15 Temmuz'u usul usul ikinci plana iten, FETÖ ile mücadelede
alınan kararların gerekliliğine odaklanmadan bir "mağduriyet
çerçevesine" takılıp kalan siyasi yaklaşımlar ülke için büyük risk.
Örgütün, kalıp cümlelerle düzenlenmiş dilekçelerle devleti oyalama,
kamuoyunun merhametini istismar etme ve ana muhalefetin
manipülasyonuna malzeme üretme çabasına rağmen yine de tek bir
kişinin bile hukukunun çiğnenmemesi önemli. Hükümet de bu noktada
duyarlı. Muhalefetten, iş dünyasından, parti teşkilatlarından
yönlendirilen her başvuru, büyüteç altına alınmakta. Hatta
FETÖ'cüleri tespit eden komisyon ile FETÖ'cü olduğu gerekçesi ile
devletten uzaklaştırılanların itirazlarını ele alan komisyonlar da
ayrıştırılmış durumda.
Lakin... "İtiraz yolu ile FETÖ mücadele sürecini sekteye uğratma"
taktiklerine karşı devlet kurumları teyakkuzda olmak zorunda.

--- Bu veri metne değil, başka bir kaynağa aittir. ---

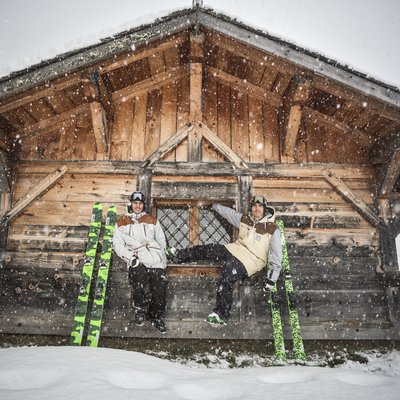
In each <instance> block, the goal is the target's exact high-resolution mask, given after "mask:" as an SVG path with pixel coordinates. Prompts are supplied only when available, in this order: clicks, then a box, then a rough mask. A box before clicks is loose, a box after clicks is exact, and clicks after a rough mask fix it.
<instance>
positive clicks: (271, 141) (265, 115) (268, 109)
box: [263, 103, 280, 162]
mask: <svg viewBox="0 0 400 400" xmlns="http://www.w3.org/2000/svg"><path fill="white" fill-rule="evenodd" d="M263 114H264V158H265V161H266V162H279V161H280V143H279V121H278V110H277V109H276V107H274V106H271V105H270V104H267V103H263Z"/></svg>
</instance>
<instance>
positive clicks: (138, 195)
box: [131, 192, 144, 202]
mask: <svg viewBox="0 0 400 400" xmlns="http://www.w3.org/2000/svg"><path fill="white" fill-rule="evenodd" d="M131 201H141V202H144V200H143V194H142V193H141V192H133V193H132V195H131Z"/></svg>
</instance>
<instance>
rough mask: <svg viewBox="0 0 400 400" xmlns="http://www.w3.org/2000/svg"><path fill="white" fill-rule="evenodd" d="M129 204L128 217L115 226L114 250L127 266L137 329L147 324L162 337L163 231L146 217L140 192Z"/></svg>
mask: <svg viewBox="0 0 400 400" xmlns="http://www.w3.org/2000/svg"><path fill="white" fill-rule="evenodd" d="M129 200H130V206H129V207H128V213H127V214H125V215H123V216H122V217H120V218H119V219H118V221H117V224H116V229H115V233H114V239H113V243H114V250H115V252H116V253H117V255H118V256H119V257H120V258H122V260H124V261H125V262H126V265H127V269H128V279H129V283H130V285H131V286H132V298H133V307H134V309H135V323H136V325H138V326H141V325H143V324H144V323H145V321H146V320H149V321H150V322H151V324H152V325H153V326H154V327H155V328H156V329H158V330H159V331H160V332H161V333H165V332H166V331H167V328H166V326H165V323H164V319H163V317H164V313H165V307H166V292H167V285H168V280H167V277H166V275H165V268H166V267H167V256H166V254H165V247H166V240H165V235H164V231H163V229H162V227H161V224H160V222H159V221H158V220H157V219H156V218H155V217H153V216H152V215H149V214H147V213H146V211H145V198H144V195H143V193H142V192H133V193H132V195H131V196H130V198H129Z"/></svg>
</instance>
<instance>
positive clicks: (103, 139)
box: [90, 102, 108, 159]
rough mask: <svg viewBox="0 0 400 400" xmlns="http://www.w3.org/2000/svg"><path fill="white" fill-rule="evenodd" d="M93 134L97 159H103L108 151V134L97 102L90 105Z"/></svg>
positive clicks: (103, 111)
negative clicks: (91, 119) (96, 155)
mask: <svg viewBox="0 0 400 400" xmlns="http://www.w3.org/2000/svg"><path fill="white" fill-rule="evenodd" d="M90 111H91V115H92V124H93V133H94V139H95V142H96V153H97V159H104V158H105V153H106V152H107V149H108V132H107V123H106V121H107V120H106V115H105V111H104V109H103V107H102V105H101V104H100V103H98V102H92V103H90Z"/></svg>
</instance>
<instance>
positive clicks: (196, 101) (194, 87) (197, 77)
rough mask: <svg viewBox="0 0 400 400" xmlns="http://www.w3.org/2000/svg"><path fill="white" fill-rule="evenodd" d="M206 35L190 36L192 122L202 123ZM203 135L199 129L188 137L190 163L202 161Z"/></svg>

Bu
amaçla belirlenen güncel ölçüler dikkate değer. O ölçütleri
anlatmadan önce, benzer bir başka örneği hatırlatarak devam
edeyim.
***
Türkiye'nin büyük bedel ödediği 2001 krizinin altında banka
hortumları da büyük yer tutuyordu. Yetimin hakkının takibi için
Aralık 2003'te özel bir yasa çıkarıldı. 5020 sayılı yasa ile
TMSF'ye, hortumcu bankacılar, yakınları, ortakları, bu bankalardan
muvazaalı kredi kullananlara karşı "süper yetki" verildi. TMSF,
hortumcular ve bağlantılı olanların mal varlıklarına el koyma ve
kamu alacağını tahsil etme imkânı elde edince, sesler yükseldi.